Armenia's Nikol Pashinian appointed prime minister after historic vote
This file photo shows Armenian acting Prime Minister Nikol Pashinyan attending a parliament session in Yerevan, Armenia November 1, 2018. (Reuters Photo)


Armenia's president appointed former protest leader Nikol Pashinian as prime minister on Monday as the Caucasus country's parliament met for the first time since a historic election last month.

Pashinian won a landslide victory in the snap December parliamentary elections, cementing his authority after he swept to power in a peaceful revolution last year.

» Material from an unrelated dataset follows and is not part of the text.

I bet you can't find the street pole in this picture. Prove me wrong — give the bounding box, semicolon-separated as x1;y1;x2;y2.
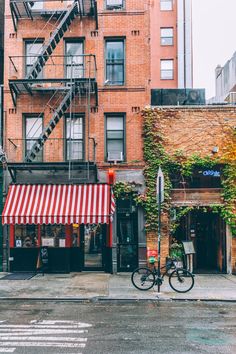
157;175;161;293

Speaking in the National Assembly, President Armen Sarkissian said the election had "endowed this parliament with a high legitimacy."

Only parties who backed Pashinian's so-called "velvet revolution" made it to parliament as a result of the vote which international monitors hailed as democratic.

Pashinian's Civil Contract party won 70.43 percent of the vote.

The 43-year-old former journalist has pledged to root out endemic corruption and address widespread poverty in the impoverished, landlocked ex-Soviet republic of three million people.

Pashinian first became prime minister in May after spearheading weeks of peaceful anti-government rallies that ousted veteran leader Serzh Sargsyan.

But he resigned in October after efforts at reform stalled in the face of opposition from Sargsyan's Republican Party. The move triggered a snap election which Pashinian said would "bring the velvet revolution to its logical end."

The Republican Party failed to clear the five percent threshold needed to make it into parliament.

While seeking reforms at home, Pashinian has also pursued a balanced foreign policy during his first five months in office.

He reassured Russian President Vladimir Putin that Armenia would remain Moscow's loyal ally but at the same time sought to charm Western leaders.

During an international summit in the capital Yerevan in October he danced traditional Armenian dances with French President Emmanuel Macron and wore matching socks with Canadian Prime Minister Justin Trudeau.